Das Bundeskanzleramt-Verfassungsdienst nimmt zum übermittelten Gesetzes­entwurf wie folgt Stellung:

I. Rechtliche Anmerkungen:

Die Unionsrechtskonformität des im Entwurf vorliegenden Bundesgesetzes ist vornehmlich vom do. Bundesministerium zu beurteilen.

Zu Art. 1 Z 2 (§ 52 Abs. 1d Bundesbahngesetz):

Nach dem vorgeschlagenen § 52 Abs. 1d Bundesbahngesetz soll die VAEB die Rechte und Pflichten des Bundes gegenüber den Empfängern der Ruhe- und Versorgungsgenüsse fortsetzen. Dies würde bedeuten, dass sich die Ansprüche auf Ruhe- und Versorgungsgenüsse in Hinkunft nicht mehr gegen die ÖBB, sondern gegen die VAEB richten und dass die VAEB auch sonst die Dienstgeberpflichten gegenüber den Beziehern von Ruhe- und Versorgungsgenüssen wahrzunehmen hätte. Hingegen sollen nach den Erläuterungen die Ansprüche auf Ruhe- und Versorgungsgenüsse nach dem BB‑PG – offenbar weiterhin – gegenüber dem Unternehmen ÖBB bestehen.
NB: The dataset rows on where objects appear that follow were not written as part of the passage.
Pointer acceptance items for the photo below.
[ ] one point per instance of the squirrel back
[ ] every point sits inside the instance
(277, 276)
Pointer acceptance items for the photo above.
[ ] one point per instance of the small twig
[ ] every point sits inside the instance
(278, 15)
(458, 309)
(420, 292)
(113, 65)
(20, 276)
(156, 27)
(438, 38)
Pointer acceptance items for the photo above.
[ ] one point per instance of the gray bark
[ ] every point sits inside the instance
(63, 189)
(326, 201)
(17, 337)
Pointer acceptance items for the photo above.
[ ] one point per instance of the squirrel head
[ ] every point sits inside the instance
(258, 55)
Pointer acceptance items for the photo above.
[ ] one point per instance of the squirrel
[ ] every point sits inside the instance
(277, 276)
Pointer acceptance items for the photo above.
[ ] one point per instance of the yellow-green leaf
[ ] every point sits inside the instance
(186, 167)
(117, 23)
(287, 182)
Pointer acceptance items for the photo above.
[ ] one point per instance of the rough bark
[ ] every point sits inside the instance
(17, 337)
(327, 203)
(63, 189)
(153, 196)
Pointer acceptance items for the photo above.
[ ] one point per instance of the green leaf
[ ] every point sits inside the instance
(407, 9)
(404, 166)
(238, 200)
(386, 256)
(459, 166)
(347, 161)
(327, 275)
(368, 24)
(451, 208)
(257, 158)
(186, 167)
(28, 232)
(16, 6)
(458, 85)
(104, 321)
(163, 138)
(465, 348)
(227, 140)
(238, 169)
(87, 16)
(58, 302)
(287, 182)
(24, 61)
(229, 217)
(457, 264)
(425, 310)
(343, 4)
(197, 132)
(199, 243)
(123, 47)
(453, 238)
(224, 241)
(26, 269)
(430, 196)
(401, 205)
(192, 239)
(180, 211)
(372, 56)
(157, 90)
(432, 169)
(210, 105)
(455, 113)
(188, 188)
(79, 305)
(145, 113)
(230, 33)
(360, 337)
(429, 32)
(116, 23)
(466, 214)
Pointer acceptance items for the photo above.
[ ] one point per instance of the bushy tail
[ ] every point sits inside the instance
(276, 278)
Die Erläuterungen sind allerdings in sich widersprüch­lich, wenn sie weiter ausführen, dass die VAEB neben den administrativen Aufgaben auch „die finanziellen Verpflichtungen“ gegenüber den Anspruchsberechtigten übernehmen soll, was für einen Übergang der Rechtsbeziehung auf die VAEB spricht.

Aus verfassungsrechtlicher Sicht ist dazu auszuführen, dass es nach Auffassung des Bundeskanzleramtes-Verfassungsdienst zwar zulässig sein dürfte, wenn die VAEB für die bei ihr kranken- und unfallversicherten ÖBB-Bediensteten auch die Berechnung und Auszahlung der gegenüber den ÖBB bestehenden Pensions­ansprüche übernimmt und diese Aufgabe im eigenen Wirkungsbereich besorgt. Zumindest zweifelhaft ist jedoch, ob der VAEB über die bloße Berechnung und Auszahlung hinaus auch sonstige Aufgaben, die dem Dienstgeber gegenüber den Empfängern von Ruhe- und Versorgungsgenüssen zukommen, zur Besorgung im eigenen Wirkungsbereich zugewiesen werden können, handelt es sich doch um Rechte und Pflichten aus einem Dienstverhältnis mit einem Dritten. Es wird daher empfohlen, die Aufgaben der VAEB auf die Berechnung und Auszahlung der Pensionen zu beschränken.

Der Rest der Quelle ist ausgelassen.